Purpose: Dynamic magnetic resonance imaging (MRI) enables in vivo imaging of bone motion during knee movement, but quantifying joint kinematics from these images remains technically challenging due to image quality trade-offs inherent in dynamic acquisition sequences. We aimed to develop a semi-automated pipeline for tracking femoral and tibial motion from sagittal plane CINE MRI during active knee flexion and extension. The performance of the method was evaluated by quantifying: (i) bone boundary alignment error, (ii) frame segmentation processing time, and (iii) consistency of derived osteokinematic parameters, with the latter two compared against manual segmentation.

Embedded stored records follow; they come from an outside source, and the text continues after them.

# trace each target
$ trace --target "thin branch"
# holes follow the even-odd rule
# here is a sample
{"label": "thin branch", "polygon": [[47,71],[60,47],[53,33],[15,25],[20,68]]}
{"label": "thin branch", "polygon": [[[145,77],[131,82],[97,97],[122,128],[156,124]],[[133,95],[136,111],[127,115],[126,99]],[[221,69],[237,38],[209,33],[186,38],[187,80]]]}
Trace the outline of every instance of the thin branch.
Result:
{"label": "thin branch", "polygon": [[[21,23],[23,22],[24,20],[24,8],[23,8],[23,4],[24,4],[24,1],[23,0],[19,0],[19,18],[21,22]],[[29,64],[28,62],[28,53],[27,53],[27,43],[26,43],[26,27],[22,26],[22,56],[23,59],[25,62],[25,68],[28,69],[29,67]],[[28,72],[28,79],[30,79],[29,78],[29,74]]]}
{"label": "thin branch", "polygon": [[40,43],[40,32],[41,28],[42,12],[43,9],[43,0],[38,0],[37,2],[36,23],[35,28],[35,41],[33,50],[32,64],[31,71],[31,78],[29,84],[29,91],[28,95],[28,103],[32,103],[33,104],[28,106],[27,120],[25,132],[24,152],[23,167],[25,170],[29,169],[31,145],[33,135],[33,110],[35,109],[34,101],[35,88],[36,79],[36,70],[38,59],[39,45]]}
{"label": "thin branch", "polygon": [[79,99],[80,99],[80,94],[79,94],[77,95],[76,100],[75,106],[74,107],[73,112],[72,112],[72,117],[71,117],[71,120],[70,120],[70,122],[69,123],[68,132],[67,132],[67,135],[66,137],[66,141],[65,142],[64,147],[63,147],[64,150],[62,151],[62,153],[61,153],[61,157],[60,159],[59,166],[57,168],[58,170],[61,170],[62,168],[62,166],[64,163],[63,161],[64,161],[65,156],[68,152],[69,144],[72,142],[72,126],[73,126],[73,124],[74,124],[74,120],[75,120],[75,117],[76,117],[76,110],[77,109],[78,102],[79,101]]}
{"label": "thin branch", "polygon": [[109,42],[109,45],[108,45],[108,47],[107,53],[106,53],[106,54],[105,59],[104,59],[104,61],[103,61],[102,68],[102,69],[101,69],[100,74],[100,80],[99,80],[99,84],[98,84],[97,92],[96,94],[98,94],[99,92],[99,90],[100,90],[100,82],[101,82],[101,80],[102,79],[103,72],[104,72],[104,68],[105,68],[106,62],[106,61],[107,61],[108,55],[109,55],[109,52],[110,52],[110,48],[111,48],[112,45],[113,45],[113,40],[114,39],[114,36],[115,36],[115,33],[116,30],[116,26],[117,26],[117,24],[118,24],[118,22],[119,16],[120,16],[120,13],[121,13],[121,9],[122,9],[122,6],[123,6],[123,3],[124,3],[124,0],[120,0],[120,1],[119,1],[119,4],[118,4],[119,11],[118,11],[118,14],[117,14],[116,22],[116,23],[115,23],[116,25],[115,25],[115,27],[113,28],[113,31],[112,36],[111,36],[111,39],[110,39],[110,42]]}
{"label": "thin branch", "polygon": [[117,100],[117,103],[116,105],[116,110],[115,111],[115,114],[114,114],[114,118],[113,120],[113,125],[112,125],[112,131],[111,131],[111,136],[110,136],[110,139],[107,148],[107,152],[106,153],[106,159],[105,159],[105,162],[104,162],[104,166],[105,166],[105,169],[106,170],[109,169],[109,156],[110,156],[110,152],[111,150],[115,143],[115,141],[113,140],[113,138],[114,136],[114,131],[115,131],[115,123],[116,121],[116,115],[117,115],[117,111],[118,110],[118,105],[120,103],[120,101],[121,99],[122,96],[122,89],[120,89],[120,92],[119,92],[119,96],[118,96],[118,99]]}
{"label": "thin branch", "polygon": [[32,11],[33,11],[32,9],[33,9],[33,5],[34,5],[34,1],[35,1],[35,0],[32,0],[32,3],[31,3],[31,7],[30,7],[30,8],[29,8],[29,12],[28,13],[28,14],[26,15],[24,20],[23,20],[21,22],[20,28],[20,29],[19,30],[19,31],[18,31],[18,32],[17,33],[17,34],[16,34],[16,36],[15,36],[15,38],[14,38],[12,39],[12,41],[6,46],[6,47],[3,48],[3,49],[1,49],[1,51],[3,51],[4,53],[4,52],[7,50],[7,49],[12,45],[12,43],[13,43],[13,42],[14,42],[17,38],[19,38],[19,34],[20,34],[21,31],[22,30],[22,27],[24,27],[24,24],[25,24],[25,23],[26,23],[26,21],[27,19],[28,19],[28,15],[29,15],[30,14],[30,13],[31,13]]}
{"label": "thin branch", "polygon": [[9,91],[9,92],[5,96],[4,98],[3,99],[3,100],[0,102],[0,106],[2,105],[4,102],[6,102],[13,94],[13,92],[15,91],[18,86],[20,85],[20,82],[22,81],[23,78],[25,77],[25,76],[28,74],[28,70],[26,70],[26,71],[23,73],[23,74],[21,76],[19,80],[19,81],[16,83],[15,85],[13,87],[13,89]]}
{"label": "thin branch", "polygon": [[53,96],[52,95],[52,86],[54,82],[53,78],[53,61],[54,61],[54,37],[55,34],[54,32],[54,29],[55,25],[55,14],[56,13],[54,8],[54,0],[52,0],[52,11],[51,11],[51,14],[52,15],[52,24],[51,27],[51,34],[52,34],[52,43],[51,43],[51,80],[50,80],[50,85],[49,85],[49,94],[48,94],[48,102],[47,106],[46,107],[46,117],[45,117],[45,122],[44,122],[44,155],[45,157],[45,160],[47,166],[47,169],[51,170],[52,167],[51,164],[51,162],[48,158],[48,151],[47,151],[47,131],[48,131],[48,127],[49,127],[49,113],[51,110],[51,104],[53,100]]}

Methods: The presented algorithm combines Canny edge detection and connected-component labeling with frame-to-frame transformation optimization to track bone boundaries. The approach was validated in five healthy volunteers performing controlled knee flexion and extension using a dedicated MRI-compatible device. The relative bone displacements measured using the semi-automated approach were qualitatively compared to that from manual segmentation. All bone displacements were defined in the two-dimensional (2D) image coordinate system, with the centroid of the tibial segment tracked relative to the centroid of the femoral segment in the horizontal and vertical directions.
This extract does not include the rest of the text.